Aristotle's father was a physician, from whom he caught an interest in anatomy and biology. In 367, he attended Plato's Academy in Athens, wher he later became a teacher. He entered the service of Philip of Macedonia in 343 as tutor to his young son Alexander, later known as Alexander the Great. In 335, he founded the Lyceum (or Peripatus), his own Athenian academy with greater concern for the natural world than was common in Plato's Academy.
The greatest part of Aristotle's writings do not survive, but the remaining works have been among the most influential in subsequent though in a number of disciplines.

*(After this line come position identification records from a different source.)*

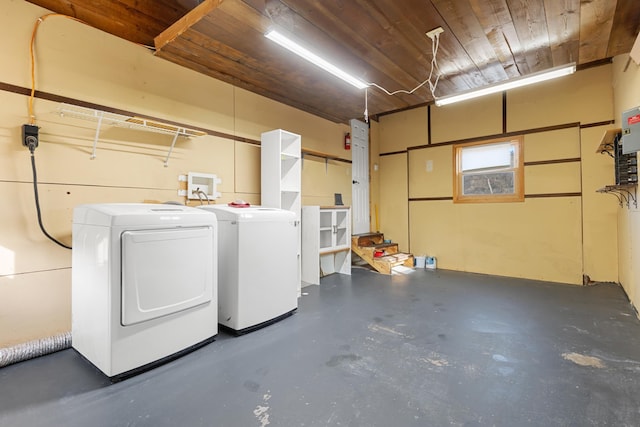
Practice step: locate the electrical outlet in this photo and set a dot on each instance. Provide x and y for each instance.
(30, 136)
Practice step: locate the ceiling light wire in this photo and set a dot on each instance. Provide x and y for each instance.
(435, 43)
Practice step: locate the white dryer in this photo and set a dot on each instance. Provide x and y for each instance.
(258, 265)
(144, 284)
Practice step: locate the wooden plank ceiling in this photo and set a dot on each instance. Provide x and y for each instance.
(378, 41)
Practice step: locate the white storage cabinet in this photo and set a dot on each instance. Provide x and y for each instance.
(326, 242)
(281, 176)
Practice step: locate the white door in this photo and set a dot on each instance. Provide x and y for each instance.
(360, 176)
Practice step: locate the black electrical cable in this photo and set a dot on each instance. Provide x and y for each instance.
(35, 192)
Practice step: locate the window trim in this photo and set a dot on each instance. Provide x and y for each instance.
(518, 169)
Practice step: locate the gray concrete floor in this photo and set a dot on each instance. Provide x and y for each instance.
(425, 349)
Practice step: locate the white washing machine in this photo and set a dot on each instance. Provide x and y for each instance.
(258, 266)
(144, 284)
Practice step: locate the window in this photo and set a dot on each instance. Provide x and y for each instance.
(488, 171)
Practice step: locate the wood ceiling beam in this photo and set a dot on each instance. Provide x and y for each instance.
(498, 26)
(596, 21)
(530, 22)
(625, 28)
(563, 21)
(471, 36)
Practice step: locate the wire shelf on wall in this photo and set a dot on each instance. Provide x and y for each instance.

The tremendous range of his work is evident from the titles of some of his most important surviving works: the Physics; On the Heavens (on astronomy); the Meteorology; the History of Animals; the Parts of Animals; the Generation of Animals (where he inquired into the origin of life by asking whether the embryo always existed or whether it was brought into being by the reproductive process); the Prior and Posterior Analytics (treatises on logic); the Metaphysics; On the Soul; the Moralia; the Ethics; the Politics; the Poetics (one of the first systematic surveys of literary criticism); the Rhetoric; and the Constitution of Athens.
Most of Aristotle's works -- including, but not limited to, the biological ones -- proceed by classification and taxonomy of ideas, and one of his recurring arguments is that the form (of, for instance, an animal) is determined by its ultimate function, or telos. This teleology pervades not only his scientific works but his logical, metaphysical, and ethical treatises as well. His Nichomachean Ethics, for instance, asserts that virtue is that which tends toward the greatest good: a rational principle that consists in the pursuit of a middle path and the avoidance of extremes.